The history of online browser-based games is long and studious, but the future of HTML5 games is worth pondering. In this article, we’ll review some key features of HTML5 games that may prove the technology to be sustainable for the long-run.
HTML5 is a top-choice for web and mobile app development, having surpassed Flash a long time ago. HTML5 isn’t just for formatting and stylizing websites, it has a variety of key features that make it perfect for web and mobile development.
Remotely updating HTML5-based mobile apps
In a native or hybrid mobile app, you need to push updates to each platform version, which requires users to download the latest app update. With an HTML5-based app, however, your updates are performed on the remote server that your users access, and therefore they access the latest version as soon as they load the app.
Supports hooking into mobile device features
HTML5 can be used within an app to interact with the user’s GPS, camera, and other device functions (with app permissions, of course).

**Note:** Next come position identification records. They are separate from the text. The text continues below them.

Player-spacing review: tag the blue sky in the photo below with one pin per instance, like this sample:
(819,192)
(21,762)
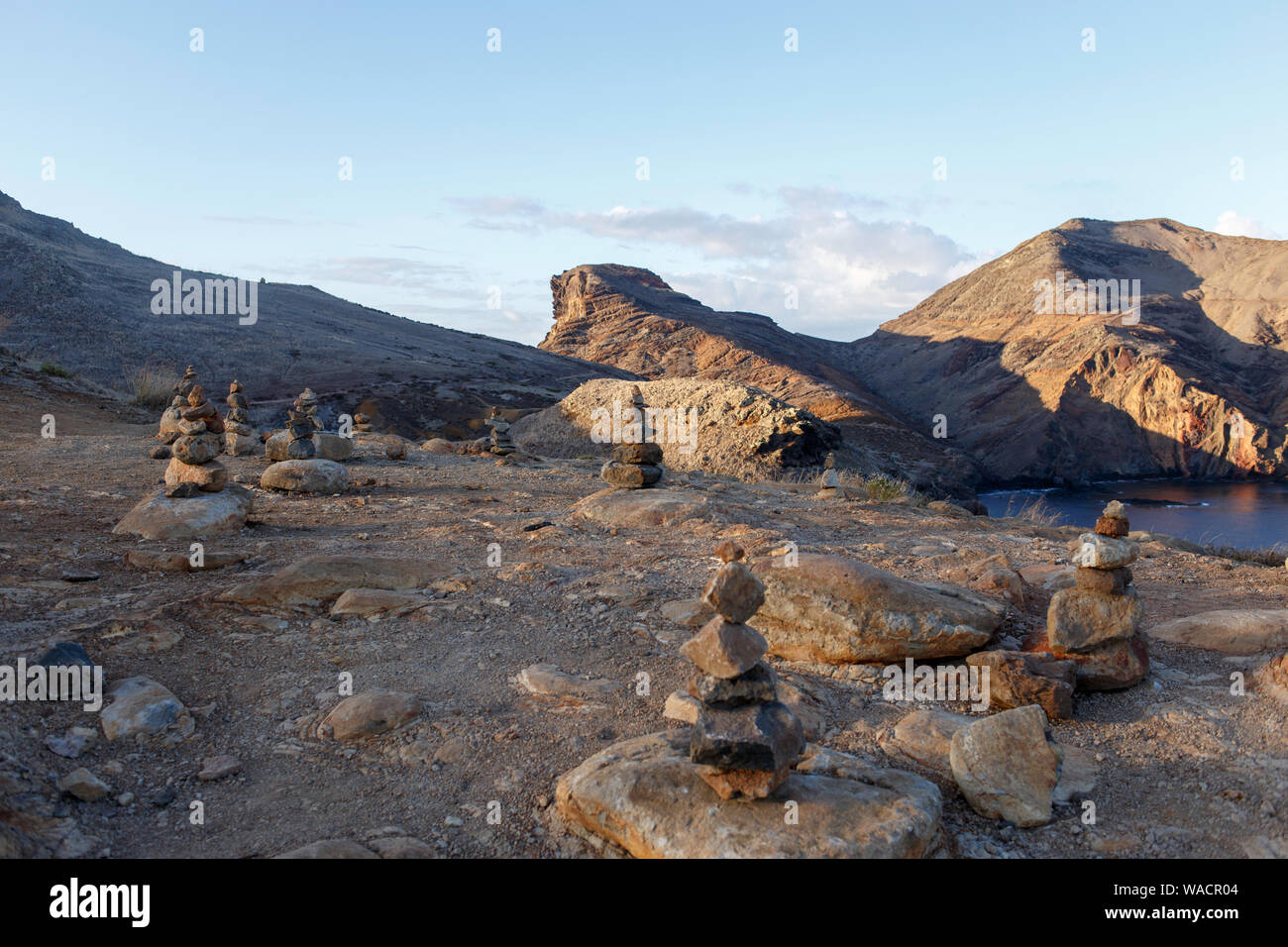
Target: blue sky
(767,169)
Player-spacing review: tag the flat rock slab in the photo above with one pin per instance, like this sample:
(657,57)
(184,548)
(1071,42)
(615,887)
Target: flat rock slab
(322,578)
(841,611)
(386,602)
(1006,767)
(642,506)
(180,562)
(925,737)
(645,796)
(313,475)
(159,517)
(1231,631)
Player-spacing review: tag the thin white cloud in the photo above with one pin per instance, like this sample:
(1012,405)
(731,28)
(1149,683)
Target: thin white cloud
(1234,224)
(819,248)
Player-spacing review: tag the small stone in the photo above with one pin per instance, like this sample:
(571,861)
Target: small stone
(1112,526)
(84,785)
(724,650)
(743,784)
(758,736)
(1104,552)
(1108,581)
(729,552)
(370,712)
(734,591)
(645,453)
(683,707)
(630,475)
(218,767)
(756,685)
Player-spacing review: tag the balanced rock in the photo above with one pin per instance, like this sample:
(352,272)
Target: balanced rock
(313,475)
(636,463)
(498,441)
(649,799)
(840,611)
(1018,680)
(159,517)
(1006,767)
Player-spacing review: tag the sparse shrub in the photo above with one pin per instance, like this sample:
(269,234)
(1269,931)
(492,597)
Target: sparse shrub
(151,384)
(1035,510)
(881,487)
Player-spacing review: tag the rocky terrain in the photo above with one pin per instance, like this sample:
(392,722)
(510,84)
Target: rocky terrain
(1193,382)
(84,304)
(1196,388)
(630,318)
(503,622)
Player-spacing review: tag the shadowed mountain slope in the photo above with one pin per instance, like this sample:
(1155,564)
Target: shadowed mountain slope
(85,304)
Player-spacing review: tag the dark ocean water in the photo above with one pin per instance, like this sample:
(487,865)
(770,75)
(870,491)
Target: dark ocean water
(1244,515)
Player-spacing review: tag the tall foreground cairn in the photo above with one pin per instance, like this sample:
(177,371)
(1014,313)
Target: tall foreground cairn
(501,445)
(638,464)
(745,740)
(301,423)
(1096,624)
(193,467)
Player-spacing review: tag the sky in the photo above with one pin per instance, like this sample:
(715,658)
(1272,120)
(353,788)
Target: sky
(825,163)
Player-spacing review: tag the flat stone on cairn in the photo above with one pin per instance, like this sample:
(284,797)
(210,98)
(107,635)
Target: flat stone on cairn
(240,437)
(170,418)
(635,466)
(194,450)
(500,442)
(1096,622)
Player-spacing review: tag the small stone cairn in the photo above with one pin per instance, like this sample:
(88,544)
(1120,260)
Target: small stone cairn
(301,424)
(1096,622)
(193,468)
(831,483)
(239,434)
(745,740)
(635,466)
(500,445)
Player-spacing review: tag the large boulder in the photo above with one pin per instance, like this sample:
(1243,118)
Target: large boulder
(1006,767)
(645,796)
(158,517)
(322,578)
(840,611)
(310,475)
(1228,630)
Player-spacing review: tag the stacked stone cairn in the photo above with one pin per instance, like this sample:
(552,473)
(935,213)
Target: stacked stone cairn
(500,445)
(301,424)
(239,436)
(638,464)
(170,418)
(1096,622)
(193,468)
(831,483)
(745,741)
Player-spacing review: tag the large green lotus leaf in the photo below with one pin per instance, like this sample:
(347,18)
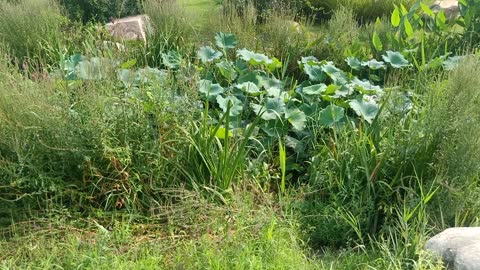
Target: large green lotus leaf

Cross-platform compatibility
If you’re designing a native app for multiple devices, you need to build each version differently. You would need the Android SDK and the iOS SDK to develop native apps for both platforms, basically, and that’s just a bit of a headache to learn two separate SDKs for two separate platforms, just to create the same app. But with HTML5 you can build hybrid apps that basically run inside a native browser (wrapped, of course), and so its pretty much a “one code for all platforms” language.
Rich media support
One of the (many) reasons Flash has become less popular is that HTML5 does what Flash did, better. Previously, you needed to install Flash to watch videos in a browser. Not only that, but you needed to install it separately for each browser you used. This meant having a Flash plug-in for Chrome, Firefox, IE, etc, all separately installed if you used multiple browsers. But HTML5 can display the most popular web-video formats, and when Youtube started offering videos in HTML5, all bets were off.
This list could go on forever about the features of HTML5, but it isn’t the point of this article. I just wanted to give you an idea of why HTML5 is currently so attractive for web and mobile developers.

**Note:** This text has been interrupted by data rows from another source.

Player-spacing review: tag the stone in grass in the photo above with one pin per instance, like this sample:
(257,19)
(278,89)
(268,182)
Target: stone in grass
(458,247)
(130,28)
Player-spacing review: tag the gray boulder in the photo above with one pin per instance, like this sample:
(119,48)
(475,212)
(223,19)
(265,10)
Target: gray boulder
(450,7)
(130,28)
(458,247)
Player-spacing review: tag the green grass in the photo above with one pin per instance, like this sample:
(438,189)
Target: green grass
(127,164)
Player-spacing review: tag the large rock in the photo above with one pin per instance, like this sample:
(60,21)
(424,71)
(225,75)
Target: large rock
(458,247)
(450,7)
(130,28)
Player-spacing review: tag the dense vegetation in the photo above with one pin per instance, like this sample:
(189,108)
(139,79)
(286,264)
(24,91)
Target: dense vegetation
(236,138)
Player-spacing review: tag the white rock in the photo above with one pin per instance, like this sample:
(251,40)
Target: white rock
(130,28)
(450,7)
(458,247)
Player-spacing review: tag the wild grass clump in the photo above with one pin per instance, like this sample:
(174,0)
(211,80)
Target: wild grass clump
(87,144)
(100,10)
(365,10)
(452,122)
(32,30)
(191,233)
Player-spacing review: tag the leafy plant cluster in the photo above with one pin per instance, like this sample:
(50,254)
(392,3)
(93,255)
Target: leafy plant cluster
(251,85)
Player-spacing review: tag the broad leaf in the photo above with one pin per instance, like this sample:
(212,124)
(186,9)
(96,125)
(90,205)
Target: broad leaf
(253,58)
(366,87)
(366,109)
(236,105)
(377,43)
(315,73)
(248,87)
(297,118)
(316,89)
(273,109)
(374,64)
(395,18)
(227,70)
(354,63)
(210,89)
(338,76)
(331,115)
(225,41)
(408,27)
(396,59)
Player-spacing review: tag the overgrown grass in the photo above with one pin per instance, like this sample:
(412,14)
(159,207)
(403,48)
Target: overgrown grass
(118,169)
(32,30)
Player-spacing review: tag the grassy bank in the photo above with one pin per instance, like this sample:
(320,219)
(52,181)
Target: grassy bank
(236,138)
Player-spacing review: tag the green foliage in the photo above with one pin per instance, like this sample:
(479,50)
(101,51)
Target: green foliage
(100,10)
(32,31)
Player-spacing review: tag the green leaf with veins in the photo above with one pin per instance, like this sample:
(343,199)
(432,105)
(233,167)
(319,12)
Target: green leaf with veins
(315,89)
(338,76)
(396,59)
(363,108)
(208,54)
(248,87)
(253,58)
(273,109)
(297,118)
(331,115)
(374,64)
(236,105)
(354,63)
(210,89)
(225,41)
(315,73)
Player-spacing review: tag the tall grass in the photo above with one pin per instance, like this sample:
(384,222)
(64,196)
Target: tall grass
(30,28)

So how does this relate to games? Well, HTML5 can be used to develop games – simple games, but games nonetheless. But the simplest games can often be the most addictive – stickman games are highly sought after, for example. It’s really quite easy to recreate something like Pong in HTML5, since all you’re doing is creating animated shapes that interact with each other. HTML5 is fairly perfect for this sort of endeavor.
But people started discovering it doesn’t stop there. People figured out that if HTML5 is combined with another browser-supported language like JavaScript, browser-based game design can actually get quite fancy. When you throw WebGL into the mix, you’re able to create pretty advanced games with modern 3D graphics. There are some crazy browser-based parking games that look like only slightly older native PC games.

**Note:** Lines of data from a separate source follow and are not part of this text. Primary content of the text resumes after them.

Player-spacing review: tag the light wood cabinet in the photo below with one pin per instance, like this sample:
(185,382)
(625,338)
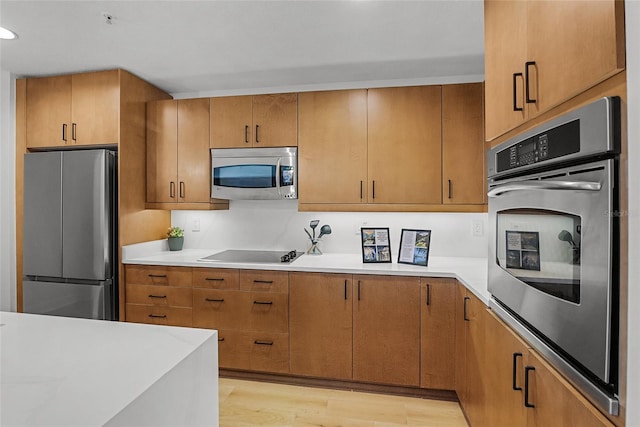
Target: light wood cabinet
(78,109)
(404,145)
(386,330)
(437,333)
(321,325)
(254,121)
(463,151)
(539,54)
(332,147)
(178,164)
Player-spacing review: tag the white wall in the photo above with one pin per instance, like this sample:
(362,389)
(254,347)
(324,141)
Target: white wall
(632,16)
(279,225)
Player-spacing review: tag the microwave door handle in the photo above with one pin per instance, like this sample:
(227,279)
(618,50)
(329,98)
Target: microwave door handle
(544,185)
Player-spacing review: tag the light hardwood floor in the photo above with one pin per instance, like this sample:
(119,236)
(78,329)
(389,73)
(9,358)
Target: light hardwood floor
(248,403)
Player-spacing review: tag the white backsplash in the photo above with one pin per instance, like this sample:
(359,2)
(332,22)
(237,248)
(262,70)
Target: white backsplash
(277,225)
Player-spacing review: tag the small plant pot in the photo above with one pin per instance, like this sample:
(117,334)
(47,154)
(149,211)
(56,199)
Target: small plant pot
(175,243)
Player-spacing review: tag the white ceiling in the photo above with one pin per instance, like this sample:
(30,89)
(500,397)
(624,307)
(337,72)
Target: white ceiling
(213,46)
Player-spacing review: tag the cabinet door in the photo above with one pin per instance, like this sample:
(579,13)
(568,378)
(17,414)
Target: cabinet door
(194,164)
(505,32)
(162,151)
(320,318)
(556,401)
(275,120)
(504,373)
(575,45)
(332,154)
(437,342)
(231,122)
(386,330)
(95,108)
(48,111)
(404,145)
(463,151)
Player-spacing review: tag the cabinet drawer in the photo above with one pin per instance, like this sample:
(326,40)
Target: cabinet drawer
(264,281)
(254,351)
(215,278)
(157,275)
(159,295)
(173,316)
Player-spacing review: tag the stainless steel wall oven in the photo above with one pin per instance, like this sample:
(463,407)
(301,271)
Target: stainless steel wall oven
(554,239)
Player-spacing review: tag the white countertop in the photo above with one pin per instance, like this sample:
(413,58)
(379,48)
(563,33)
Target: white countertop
(472,272)
(79,372)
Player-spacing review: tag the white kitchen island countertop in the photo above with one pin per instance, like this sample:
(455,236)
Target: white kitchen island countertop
(472,272)
(60,371)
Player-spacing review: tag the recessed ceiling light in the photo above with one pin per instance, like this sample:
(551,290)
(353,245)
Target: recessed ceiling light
(7,34)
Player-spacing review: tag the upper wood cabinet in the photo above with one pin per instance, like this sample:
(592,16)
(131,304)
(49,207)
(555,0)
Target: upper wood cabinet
(254,121)
(78,109)
(178,162)
(463,153)
(332,146)
(541,53)
(404,143)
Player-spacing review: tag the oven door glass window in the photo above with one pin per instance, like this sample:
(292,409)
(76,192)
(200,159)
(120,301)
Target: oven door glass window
(245,176)
(542,249)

What gives this longevity is how much weight is behind the advancement of HTML5. Adobe ruled the web for long time with Flash, but it had many drawbacks. As the web advanced, Flash grew increasingly outdated. So much, that Google announced it would stop supporting Flash-based ads in the Chrome browser. Chrome is the most popular web browser, so if the most popular web browser stops supporting your software, you can bet that most web-devs are going to latch onto an alternative. Adobe realized this and announced that they would kill off Flash by 2020.
Now when you consider that Google has been lending a lot of its weight behind HTML5, even releasing HTML5 dev tools, and the ever-increasingly compatibility of HTML5 with numerous browser plug-ins, its not hard to see that HTML5 isn’t going anywhere. We’re not going to see a new player on the block for years to come.
Consider that browser vendors follow the WhatWG process for developing the HTML standard. The four major browser vendors (Google, Mozilla, Microsoft, and Apple) all participate in the WhatWG spec – meaning that the continued development of HTML and future versions is pretty much a round-table discussion of the top browser vendors (and other participants, of course).
There are no competitors to HTML – there are alternatives, such as GRML, Silverlight, and Flex, but nothing on the horizon poses a threat to the existence of HTML. That is why HTML5 (and its future successors) are here to stay. There is absolutely nothing looming on the horizon that could pose any kind of existential threat to HTML5.
And so, based on those factors, HTML5-based games are here to stay. We’re going to see a massive increase in browser-based rendering capabilities – AAA level game graphics are already possible in web browsers, its bandwidth that’s throttling the majority of consumers (nobody wants to play a 30GB game in a web browser on a 25Mbps connection).